In the meantime, Washington state is suing to block the merger. And the deal is under scrutiny from the Federal Trade Commission and several state attorneys general over antitrust concerns.
Albertsons and Kroger say the retail food market is changing, and joining forces will help them keep up.
“In many instances, you now see supermarkets competing with non-supermarkets in the food space,” said Bobby Gibbs, a consultant at OliverWyman.
Non-supermarkets like Walmart and Amazon and even dollar stores are capturing more of our grocery spending. But if you look at the number of supermarkets across the country, Kroger and Albertsons are still two of the largest chains.
“Combining these two giants, if you would, is going to give them a formidable place in the marketplace,” said Phil Lempert, a food industry analyst.
He said the acquisition would give Kroger more size and scale. It would also make its apps and websites more attractive to advertisers.

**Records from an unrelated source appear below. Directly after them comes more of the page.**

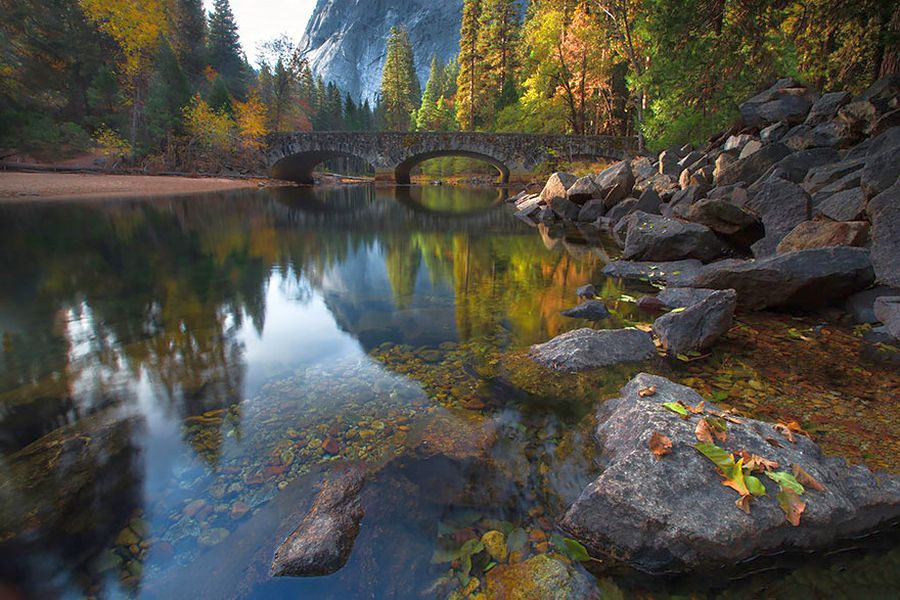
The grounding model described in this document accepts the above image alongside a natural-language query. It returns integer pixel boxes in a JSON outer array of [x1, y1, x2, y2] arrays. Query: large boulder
[[738, 78, 817, 128], [805, 92, 850, 127], [861, 127, 900, 198], [529, 328, 656, 373], [560, 299, 609, 321], [603, 258, 703, 285], [566, 176, 597, 204], [653, 290, 737, 356], [716, 142, 791, 185], [872, 296, 900, 340], [813, 187, 866, 221], [688, 198, 760, 236], [624, 213, 727, 261], [272, 467, 366, 577], [777, 219, 869, 253], [561, 373, 900, 574], [547, 196, 581, 223], [541, 172, 578, 203], [747, 177, 811, 258], [594, 160, 634, 208], [681, 247, 875, 309], [866, 184, 900, 287]]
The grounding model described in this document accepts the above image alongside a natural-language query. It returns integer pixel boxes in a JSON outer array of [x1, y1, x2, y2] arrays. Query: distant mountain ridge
[[300, 0, 463, 101]]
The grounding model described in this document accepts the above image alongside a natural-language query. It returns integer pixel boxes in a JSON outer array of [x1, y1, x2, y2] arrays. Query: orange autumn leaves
[[638, 388, 825, 526]]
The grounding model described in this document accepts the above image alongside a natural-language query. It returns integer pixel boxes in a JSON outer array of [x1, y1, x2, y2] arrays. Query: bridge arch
[[394, 150, 509, 185], [272, 150, 371, 184]]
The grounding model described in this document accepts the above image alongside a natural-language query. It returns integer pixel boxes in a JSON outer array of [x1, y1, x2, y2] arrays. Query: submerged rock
[[603, 258, 703, 285], [529, 328, 656, 373], [653, 290, 737, 356], [560, 300, 609, 321], [561, 373, 900, 573], [487, 554, 597, 600], [682, 247, 875, 310], [624, 213, 726, 261], [272, 467, 365, 577]]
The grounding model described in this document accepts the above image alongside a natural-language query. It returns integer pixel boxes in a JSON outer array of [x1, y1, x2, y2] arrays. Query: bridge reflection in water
[[266, 131, 637, 185]]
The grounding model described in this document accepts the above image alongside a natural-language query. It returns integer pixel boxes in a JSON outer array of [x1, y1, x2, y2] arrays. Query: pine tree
[[381, 27, 421, 131], [208, 0, 247, 98], [416, 55, 443, 131], [477, 0, 521, 114], [456, 0, 483, 131], [170, 0, 207, 83]]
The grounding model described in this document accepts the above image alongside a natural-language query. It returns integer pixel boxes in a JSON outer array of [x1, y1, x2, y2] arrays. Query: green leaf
[[744, 475, 766, 496], [550, 533, 591, 562], [506, 527, 528, 552], [766, 471, 806, 496], [660, 402, 691, 418], [694, 443, 736, 477]]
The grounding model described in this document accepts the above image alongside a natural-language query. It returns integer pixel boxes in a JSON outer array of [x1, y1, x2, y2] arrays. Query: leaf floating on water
[[660, 402, 691, 419], [766, 471, 806, 495], [778, 488, 806, 527], [550, 533, 591, 562], [744, 475, 766, 496], [649, 431, 672, 458], [791, 465, 825, 492]]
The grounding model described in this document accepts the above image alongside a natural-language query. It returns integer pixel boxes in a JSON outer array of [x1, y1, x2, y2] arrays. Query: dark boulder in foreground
[[561, 373, 900, 573], [681, 247, 875, 309], [653, 290, 737, 356], [272, 468, 365, 577], [528, 328, 656, 373], [560, 300, 609, 321]]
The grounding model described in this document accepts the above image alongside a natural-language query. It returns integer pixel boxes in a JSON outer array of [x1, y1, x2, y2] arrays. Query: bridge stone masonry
[[266, 131, 637, 185]]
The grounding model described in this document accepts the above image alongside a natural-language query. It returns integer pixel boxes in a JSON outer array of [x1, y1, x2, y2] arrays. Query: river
[[0, 186, 900, 598]]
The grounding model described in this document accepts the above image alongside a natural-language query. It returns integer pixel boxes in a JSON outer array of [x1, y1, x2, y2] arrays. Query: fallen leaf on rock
[[661, 402, 691, 419], [791, 465, 825, 492], [694, 419, 714, 444], [775, 423, 797, 444], [778, 488, 806, 527], [650, 431, 672, 458]]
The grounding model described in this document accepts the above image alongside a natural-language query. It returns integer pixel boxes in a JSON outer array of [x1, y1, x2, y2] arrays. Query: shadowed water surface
[[0, 187, 900, 598]]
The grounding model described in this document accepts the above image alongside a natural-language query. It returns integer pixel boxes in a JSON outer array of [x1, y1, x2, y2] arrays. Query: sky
[[203, 0, 316, 65]]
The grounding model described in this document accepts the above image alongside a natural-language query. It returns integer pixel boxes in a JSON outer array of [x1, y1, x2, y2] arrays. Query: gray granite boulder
[[560, 373, 900, 574], [272, 467, 366, 577], [747, 177, 812, 258], [653, 290, 737, 356], [681, 247, 875, 310], [528, 328, 656, 373], [560, 300, 609, 321], [623, 213, 727, 261], [541, 172, 578, 203]]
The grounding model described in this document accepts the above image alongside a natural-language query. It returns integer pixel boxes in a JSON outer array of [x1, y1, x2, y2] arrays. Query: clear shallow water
[[0, 187, 900, 598]]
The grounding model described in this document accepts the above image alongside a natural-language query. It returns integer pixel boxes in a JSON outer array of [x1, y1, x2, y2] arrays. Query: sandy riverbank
[[0, 172, 268, 202]]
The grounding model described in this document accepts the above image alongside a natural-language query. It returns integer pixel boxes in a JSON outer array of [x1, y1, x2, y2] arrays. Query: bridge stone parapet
[[266, 131, 637, 184]]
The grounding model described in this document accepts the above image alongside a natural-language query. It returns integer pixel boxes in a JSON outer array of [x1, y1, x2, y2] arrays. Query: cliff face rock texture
[[300, 0, 463, 101]]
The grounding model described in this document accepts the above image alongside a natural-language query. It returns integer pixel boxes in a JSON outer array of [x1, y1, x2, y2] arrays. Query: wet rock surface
[[683, 247, 875, 309], [561, 373, 900, 573], [529, 328, 656, 373], [272, 467, 366, 577], [560, 300, 609, 321], [653, 290, 737, 355]]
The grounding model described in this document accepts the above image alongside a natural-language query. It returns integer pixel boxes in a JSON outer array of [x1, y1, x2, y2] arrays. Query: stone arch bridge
[[266, 131, 637, 184]]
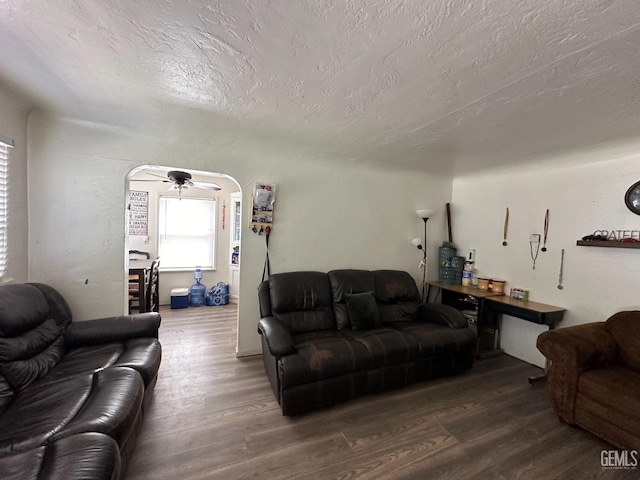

Additionally, it would increase the company’s negotiating power with brands, said Claire Kelloway with the Open Markets Institute.
“To say, ‘Look, you want to be on our shelves, you need to give us a lower price,'” she said.
Kelloway said there’s a reason so many Western states are urging the FTC to block the merger. That’s where Kroger and Albertsons are especially dominant.
“It’s just the simple logic of competition,” she said. “If you’re the one game in town, are you really going to be trying to offer those doorbusting prices or coupons?”
In some small towns, you might have a Kroger Smith’s grocery at one end of Main Street and an Albertsons Safeway on the other. But maybe not a Walmart or the option to order groceries from Amazon.